Average Monthly Temperatures for City 2 (° F)
15, 23, 51, 63, 32, 60, 20, 30, 41, 14, 34, 22

The mean average monthly temperature in City 1 is __°F.
The mean absolute deviation for the average monthly temperature in City 1 is
__°F.

Answer 1

Answer:

$\bar X_1 =\frac{30+ 38+ 66+ 78+ 47+ 75+ 35+ 45+ 56+ 29+ 49+ 37}{12}=48.75$

The mean average monthly temperature in City 1 is 48.75°F.

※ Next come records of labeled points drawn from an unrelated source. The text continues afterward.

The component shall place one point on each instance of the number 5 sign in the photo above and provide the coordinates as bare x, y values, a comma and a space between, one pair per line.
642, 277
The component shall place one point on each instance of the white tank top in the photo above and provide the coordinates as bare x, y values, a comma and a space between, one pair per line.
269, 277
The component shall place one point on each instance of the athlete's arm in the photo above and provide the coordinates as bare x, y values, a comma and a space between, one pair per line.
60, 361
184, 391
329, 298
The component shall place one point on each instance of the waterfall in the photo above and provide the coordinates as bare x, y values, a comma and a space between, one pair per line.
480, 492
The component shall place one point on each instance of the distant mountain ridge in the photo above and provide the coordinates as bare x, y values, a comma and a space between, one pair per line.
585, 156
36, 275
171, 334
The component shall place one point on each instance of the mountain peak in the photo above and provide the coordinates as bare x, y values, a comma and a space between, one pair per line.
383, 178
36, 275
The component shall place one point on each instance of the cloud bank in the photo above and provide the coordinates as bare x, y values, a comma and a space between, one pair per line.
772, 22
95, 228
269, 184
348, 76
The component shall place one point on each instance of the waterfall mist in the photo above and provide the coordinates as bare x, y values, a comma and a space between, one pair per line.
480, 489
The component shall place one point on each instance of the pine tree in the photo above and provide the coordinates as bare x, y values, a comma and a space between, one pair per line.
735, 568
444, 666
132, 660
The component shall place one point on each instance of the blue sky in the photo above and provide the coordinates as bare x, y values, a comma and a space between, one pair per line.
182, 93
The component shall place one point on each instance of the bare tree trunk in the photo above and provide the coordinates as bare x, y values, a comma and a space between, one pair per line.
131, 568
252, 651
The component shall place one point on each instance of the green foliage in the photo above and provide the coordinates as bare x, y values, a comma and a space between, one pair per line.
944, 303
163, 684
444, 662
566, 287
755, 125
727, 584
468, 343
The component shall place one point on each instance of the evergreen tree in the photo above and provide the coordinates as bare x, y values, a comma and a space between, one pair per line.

$MAD = \frac{\sum_{i=1}^n |X_i -\bar X|}{n} = \frac{160.5}{12}= 13.375$

The mean absolute deviation for the average monthly temperature in City 1 is  13.375°F

Step-by-step explanation:

For this case we have the following dataset given:

Average Monthly Temperatures for City 1 (° F)

30, 38, 66, 78, 47, 75, 35, 45, 56, 29, 49, 37

Average Monthly Temperatures for City 2 (° F)

15, 23, 51, 63, 32, 60, 20, 30, 41, 14, 34, 22

For this case the sample mean can be calculated with the following formula:

$\bar X =\frac{\sum_{i=1}^n X_i}{n}$

And replacing we got:

$\bar X_1 =\frac{30+ 38+ 66+ 78+ 47+ 75+ 35+ 45+ 56+ 29+ 49+ 37}{12}=48.75$

The mean average monthly temperature in City 1 is 48.75°F.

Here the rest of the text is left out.